Le côté frais de l’oreiller

 

Quitte à ne rien dire, autant parler météo. L’un des trucs les plus pénibles, avec ces périodes de forte chaleur, c’est quand ça se prolonge la nuit. 29°C à deux heures du matin, c’est pas possible, pour nous les blancs européens pas encore habitués à ces ambiances quasi-tropicales qui pourtant, désormais, semblent devoir définir nos étés. J’ai mis deux bonnes heures à m’endormir cette nuit, notamment à chercher la position dans laquelle mon corps ne semblait pas entrer en ébullition spontanée. Mais aussi à me relever pour boire un verre d’eau, afin de réguler ma température. Ou à chercher un spray d’eau froide pour m’asperger le torse et le visage, dans le noir, lorsque je sentais que j’avais trop chaud. Rien ne semblait fonctionner plus de dix minutes d’affilée.

 

La fenêtre ouverte non plus, ça ne fonctionne pas. J’ai alterné plusieurs fois dans la nuit entre la fenêtre ouverte pour ne pas ressentir l’atmosphère étouffante de la chambre et espérer glaner un minuscule courant d’air, et la fenêtre fermée lorsque j’avais la sensation, peut-être paranoïaque, passée une certaine heure, que l’air était en fait plus chaud dehors que dedans. Les tweets, les chroniques radios et les articles en ligne rivalisent d’idées pour tenter de nous faire contourner la chaleur, sans oser prononcer le mot climatisation, et je ne sais pas encore lesquelles je vais essayer : le drap mouillé à l’eau froide en guise de rideau sur une fenêtre entrouverte la nuit, le ventilateur avec un linge humide dessus, les pains de glace dans les draps, les douches tièdes à minuit…

 

Mais s’il y a bien un truc que je fais tout le temps lorsque les températures montent et que je commence à me sentir chaud, voire moite, au niveau du crâne, c’est ce réflexe quasiment inconscient, involontaire, qui consiste à retourner mon oreiller pour poser la tête sur le côté « frais », celui qui était en-dessous et ne touchait pas ma peau : maigre soulagement, qui ne dure hélas que quelques instants, avant que la chaleur générale ne semble à nouveau faire bouillir ma peau. Pourtant, quelques minutes plus tard, je vais refaire le même geste, retourner l’oreiller, ma tête cherchant un coin de tissu molletonné mais frais, jusqu’à ce que je sombre dans une espèce de demi-sommeil qui me tiendra, avec un peu de chance, jusqu’à sept heures du matin.

 

Et le paradoxe qui me turlupine le plus dans tout ça : je n’arrive pas à complètement renoncer à être couvert par un drap. Au moins la taille et le ventre, ai-je remarqué. Ce qui ne correspond hélas à aucun vêtement existant.
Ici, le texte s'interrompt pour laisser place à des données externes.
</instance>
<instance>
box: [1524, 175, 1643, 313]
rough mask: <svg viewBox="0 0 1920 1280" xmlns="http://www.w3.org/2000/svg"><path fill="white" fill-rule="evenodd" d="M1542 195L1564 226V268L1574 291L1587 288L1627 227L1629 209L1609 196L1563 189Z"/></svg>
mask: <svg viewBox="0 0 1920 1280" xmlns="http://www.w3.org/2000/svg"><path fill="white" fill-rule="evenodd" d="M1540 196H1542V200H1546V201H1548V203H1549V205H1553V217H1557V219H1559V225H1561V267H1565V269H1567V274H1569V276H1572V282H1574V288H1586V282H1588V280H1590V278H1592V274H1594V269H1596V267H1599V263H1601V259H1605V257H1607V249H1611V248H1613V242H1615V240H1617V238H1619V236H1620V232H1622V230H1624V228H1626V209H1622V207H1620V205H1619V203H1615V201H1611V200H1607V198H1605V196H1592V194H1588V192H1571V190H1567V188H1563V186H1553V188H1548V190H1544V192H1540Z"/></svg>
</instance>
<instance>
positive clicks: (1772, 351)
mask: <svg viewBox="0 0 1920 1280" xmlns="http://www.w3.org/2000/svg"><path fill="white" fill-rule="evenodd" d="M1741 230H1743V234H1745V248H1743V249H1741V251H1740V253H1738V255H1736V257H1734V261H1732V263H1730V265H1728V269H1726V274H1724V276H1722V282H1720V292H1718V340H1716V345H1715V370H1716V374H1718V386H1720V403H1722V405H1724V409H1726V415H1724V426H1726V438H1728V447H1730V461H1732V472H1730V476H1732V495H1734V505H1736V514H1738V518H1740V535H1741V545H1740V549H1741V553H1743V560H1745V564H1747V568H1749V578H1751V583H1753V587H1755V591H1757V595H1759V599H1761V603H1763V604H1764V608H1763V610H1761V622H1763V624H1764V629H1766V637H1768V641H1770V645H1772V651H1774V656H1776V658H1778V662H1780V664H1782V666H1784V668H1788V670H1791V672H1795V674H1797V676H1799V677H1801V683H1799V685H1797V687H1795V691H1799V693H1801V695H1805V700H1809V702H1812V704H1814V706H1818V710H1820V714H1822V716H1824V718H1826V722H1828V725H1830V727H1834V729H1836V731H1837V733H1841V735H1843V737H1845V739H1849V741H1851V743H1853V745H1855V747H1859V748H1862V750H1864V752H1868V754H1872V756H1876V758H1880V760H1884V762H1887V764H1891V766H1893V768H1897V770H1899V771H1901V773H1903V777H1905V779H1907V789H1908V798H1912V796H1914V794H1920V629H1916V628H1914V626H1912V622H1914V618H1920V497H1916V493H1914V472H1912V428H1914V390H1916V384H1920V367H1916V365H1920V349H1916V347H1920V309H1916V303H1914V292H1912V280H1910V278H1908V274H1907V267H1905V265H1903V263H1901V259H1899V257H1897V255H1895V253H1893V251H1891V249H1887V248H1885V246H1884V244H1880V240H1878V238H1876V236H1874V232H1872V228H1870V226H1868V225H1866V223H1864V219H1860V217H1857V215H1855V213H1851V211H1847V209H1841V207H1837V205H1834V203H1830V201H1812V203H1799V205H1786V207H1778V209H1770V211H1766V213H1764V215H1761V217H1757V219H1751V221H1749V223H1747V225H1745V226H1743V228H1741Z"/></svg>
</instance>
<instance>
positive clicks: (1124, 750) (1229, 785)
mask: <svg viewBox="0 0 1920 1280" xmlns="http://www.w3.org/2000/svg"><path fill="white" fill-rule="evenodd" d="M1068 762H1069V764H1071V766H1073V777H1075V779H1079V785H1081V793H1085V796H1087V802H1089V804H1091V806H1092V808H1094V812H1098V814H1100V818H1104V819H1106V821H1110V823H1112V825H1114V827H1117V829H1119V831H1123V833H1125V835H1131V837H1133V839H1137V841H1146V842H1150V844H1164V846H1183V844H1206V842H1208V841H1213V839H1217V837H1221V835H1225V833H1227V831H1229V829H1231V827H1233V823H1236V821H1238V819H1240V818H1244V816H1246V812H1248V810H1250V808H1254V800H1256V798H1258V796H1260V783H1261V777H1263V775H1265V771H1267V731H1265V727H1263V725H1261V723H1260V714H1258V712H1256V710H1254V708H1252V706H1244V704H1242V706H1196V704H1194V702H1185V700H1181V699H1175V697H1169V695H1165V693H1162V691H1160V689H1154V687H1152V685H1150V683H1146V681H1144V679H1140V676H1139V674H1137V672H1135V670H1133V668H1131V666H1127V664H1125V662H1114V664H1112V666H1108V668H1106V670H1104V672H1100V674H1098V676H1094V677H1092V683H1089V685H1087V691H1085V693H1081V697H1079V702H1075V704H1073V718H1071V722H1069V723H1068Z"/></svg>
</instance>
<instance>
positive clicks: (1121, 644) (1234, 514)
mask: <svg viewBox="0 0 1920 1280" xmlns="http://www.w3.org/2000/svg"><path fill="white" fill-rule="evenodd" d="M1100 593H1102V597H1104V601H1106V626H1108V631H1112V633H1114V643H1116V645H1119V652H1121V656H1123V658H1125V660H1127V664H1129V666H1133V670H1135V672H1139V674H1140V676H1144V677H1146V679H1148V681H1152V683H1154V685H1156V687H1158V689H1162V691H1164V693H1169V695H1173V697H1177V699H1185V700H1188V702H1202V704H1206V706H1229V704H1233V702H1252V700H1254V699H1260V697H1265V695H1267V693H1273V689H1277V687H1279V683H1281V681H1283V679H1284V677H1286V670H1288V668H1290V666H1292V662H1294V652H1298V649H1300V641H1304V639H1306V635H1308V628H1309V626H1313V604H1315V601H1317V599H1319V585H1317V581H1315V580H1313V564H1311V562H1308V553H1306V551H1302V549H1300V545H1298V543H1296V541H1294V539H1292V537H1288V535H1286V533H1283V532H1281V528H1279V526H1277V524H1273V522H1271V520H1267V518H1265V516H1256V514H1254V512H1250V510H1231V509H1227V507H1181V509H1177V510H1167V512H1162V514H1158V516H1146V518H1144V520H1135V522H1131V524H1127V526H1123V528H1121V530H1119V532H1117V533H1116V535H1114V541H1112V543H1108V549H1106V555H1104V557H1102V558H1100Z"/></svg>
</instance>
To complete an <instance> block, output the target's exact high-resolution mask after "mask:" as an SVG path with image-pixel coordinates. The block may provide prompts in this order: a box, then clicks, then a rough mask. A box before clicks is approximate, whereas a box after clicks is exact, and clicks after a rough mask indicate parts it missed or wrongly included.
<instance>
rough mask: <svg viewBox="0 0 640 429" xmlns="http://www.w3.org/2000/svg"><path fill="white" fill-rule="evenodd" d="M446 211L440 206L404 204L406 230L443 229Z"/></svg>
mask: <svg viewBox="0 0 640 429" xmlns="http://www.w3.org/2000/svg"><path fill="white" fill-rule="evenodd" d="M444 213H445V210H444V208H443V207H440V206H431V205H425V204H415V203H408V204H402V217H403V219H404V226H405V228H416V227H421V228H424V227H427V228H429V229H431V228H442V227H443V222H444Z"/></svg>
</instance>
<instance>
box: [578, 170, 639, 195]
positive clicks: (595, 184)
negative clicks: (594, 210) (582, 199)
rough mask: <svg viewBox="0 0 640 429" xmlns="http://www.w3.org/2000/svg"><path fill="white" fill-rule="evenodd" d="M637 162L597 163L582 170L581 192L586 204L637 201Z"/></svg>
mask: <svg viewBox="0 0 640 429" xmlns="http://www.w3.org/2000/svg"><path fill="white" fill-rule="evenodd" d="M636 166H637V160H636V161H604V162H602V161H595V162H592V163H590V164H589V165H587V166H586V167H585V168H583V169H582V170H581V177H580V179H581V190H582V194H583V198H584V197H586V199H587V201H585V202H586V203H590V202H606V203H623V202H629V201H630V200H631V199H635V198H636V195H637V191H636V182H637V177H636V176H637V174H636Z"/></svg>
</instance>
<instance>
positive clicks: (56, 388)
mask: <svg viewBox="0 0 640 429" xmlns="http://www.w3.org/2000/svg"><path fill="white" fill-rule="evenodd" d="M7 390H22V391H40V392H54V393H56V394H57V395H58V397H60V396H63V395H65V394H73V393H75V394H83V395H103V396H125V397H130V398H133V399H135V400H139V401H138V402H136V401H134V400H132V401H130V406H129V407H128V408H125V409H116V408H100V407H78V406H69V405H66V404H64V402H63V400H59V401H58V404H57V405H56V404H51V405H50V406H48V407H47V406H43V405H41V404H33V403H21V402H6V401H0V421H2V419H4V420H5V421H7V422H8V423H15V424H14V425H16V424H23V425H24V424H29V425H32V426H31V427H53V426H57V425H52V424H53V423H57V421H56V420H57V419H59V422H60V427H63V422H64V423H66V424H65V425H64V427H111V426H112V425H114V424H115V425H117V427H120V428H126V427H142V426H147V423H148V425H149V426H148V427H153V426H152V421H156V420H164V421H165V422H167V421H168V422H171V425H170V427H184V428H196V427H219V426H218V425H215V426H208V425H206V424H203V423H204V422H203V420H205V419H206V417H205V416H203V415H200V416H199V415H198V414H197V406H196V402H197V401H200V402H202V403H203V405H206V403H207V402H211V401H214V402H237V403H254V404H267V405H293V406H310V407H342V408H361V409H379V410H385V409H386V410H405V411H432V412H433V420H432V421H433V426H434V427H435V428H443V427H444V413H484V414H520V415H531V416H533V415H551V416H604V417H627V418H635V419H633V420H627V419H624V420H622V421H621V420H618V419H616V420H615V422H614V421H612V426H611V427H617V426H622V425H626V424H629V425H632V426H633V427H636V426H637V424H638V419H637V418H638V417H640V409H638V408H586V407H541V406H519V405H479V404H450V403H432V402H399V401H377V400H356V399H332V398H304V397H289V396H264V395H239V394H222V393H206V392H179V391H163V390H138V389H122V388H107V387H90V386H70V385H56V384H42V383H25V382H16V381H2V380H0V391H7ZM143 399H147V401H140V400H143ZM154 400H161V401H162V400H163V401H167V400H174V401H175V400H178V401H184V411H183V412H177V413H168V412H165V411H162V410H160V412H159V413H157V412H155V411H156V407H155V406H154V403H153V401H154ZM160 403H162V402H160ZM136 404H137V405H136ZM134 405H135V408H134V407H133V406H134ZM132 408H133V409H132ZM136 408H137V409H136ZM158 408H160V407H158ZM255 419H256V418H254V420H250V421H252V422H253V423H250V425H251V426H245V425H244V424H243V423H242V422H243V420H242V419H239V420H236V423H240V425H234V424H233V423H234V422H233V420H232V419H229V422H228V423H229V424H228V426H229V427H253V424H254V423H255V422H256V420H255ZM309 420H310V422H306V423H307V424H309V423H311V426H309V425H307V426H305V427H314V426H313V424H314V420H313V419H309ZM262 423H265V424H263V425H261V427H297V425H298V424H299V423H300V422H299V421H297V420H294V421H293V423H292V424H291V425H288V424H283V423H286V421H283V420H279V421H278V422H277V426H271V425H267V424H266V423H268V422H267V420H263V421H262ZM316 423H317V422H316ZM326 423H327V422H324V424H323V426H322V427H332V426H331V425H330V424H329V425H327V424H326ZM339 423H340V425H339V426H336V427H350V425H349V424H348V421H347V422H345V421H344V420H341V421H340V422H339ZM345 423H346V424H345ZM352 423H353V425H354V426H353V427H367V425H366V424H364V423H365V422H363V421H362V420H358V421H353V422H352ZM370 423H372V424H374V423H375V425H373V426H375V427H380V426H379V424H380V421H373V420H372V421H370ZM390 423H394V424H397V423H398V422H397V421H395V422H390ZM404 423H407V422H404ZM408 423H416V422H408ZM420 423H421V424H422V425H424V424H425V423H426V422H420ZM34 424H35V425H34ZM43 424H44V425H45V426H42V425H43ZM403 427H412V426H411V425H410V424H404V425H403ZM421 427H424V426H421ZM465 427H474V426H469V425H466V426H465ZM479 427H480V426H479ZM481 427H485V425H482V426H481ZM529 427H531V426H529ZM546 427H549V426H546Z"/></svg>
C’est donc nu avec un coin de drap posé en mode pagne sur le bas ventre que je tente, péniblement, de m’endormir en gérant les températures actuelles. Avec un coin frais d’oreiller. Je ne sais pas si ça va suffire pour tenir tout l’été : je suis épuisé. Parfois je me demande si ceux dont l’été est la saison préférée l’adorent en souvenir des grandes vacances de leur enfance, en se souvenant d’étés moins caniculaires, ou s’ils kiffent simplement cette fournaise, sans rire, au premier degré. Vivement la plage pour bénéficier d’un peu d’air, et pour au moins avoir l’impression de cramer pour quelque chose.